2. Trevor Lawrence improves his PFF grade by 20-plus points

It wasn’t a rookie season to admire from Lawrence in Year 1. He finished the season with an overall PFF grade of 59.6 and a passing grade that was even worse. The only two quarterbacks with worse grades were Taylor Heinicke and Zach Wilson. But Lawrence was billed not just as a great quarterback prospect but as the best to enter the league since at least Andrew Luck (2012) and maybe Peyton Manning (1998).

That talent didn’t evaporate just because he was in a toxic environment with little in the way of receiver help and a broken scheme around him. Lawrence has a vastly improved supporting cast this year, and a 20-point grade jump would take him to the kind of range that Mac Jones showed as a rookie.
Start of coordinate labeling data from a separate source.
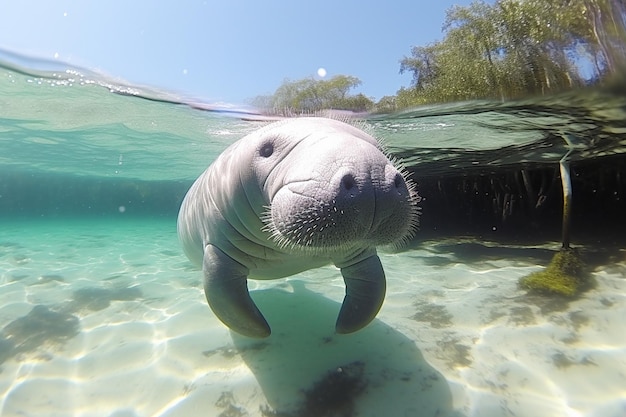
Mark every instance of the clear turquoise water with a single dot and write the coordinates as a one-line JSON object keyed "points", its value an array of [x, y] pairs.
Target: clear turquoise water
{"points": [[102, 315]]}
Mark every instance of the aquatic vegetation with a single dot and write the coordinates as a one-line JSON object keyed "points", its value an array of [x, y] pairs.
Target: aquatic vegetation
{"points": [[564, 275]]}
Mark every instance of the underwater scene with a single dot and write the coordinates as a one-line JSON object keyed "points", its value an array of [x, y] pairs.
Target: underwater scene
{"points": [[102, 314]]}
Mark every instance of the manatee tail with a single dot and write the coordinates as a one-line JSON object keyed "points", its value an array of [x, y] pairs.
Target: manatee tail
{"points": [[365, 293], [226, 290]]}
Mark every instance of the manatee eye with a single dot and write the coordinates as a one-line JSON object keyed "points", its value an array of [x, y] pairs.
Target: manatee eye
{"points": [[266, 150]]}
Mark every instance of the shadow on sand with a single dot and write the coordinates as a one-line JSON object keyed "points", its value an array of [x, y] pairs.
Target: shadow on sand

3. Travon Walker finishes with an overall PFF grade under 70

Much was made about Walker this offseason and the unexpected leap he made to go No. 1 overall despite lackluster college production. Advocates will point out that there may never have been a prospect with his athletic profile and that Georgia’s scheme rarely asked him to pin his ears back and rush the passer. As true as that is, even when he was asked to do that, he wasn’t productive, and Georgia’s scheme didn’t hold back other players that were able to grade much better and generate more pressure.

Last season, Kwity Paye earned the best PFF pass-rushing grade among rookie edge rushers (71.3), and Gregory Rousseau was the only one to earn an overall grade above 70. Walker shouldn’t expect to outperform last year’s group despite better physical gifts.

Tennessee Titans

1. The Tennessee Titans miss the playoffs

There haven’t been many NFL offseasons like this one, where most of the contenders made massive moves to get better and cement their case for a Super Bowl run. In contrast to most of the AFC, the Tennessee Titans made a sequence of lateral moves. They traded away A.J. Brown rather than pay him big-money only to have to spend the first round pick they got for him on his replacement and hope that a combination of Robert Woods and Treylon Burks is as good as Brown and a broken down Julio Jones.

Tennessee was the No. 1 seed a season ago, but it always felt a little unsustainable, and I think the AFC is so strong this season that whichever team fails to win the AFC South will miss out on the wild card spots as well.

2. The Titans won’t have a double-digit sack player

Tennessee has big investment in their pass rush now, with Bud Dupree and Harold Landry in particular the obvious assets. Neither player earned a PFF pass-rushing grade above 56.5 last season despite all the pressure that Landry in particular racked up. Of his 69 pressures including the playoffs, 24 were clean up plays and 17 were unblocked entirely. Nearly 60% of his pressure was low-quality, expected pressure. Jeffery Simmons and Denico Autry each sacked the quarterback 11 times last season, with Landry at 14, but it wouldn’t take much for variance to swing away and all of that investment yield no double-digit sack player.

3. Treylon Burks replaces A.J. Brown seamlessly

The narrative around Treylon Burks has been on a journey! A first glance at his college tape shows a dominant playmaker, but then his workout numbers caused people to cool on their excitement. Eventually, second and third looks at the tape caused some to focus on the negatives, and reports of asthma when he first arrived at Titans camp only fed into the negativity.

Since then, Burks playing football looks a lot like Burks playing football at Arkansas — i.e. a dominant athlete capable of big-plays at any moment. That’s a lot like A.J. Brown. It’s a huge ask expecting a rookie to replace somebody as good as Brown, but Burks has the ability to manage it, and I suspect he’ll prove that the hysteria was largely irrelevant.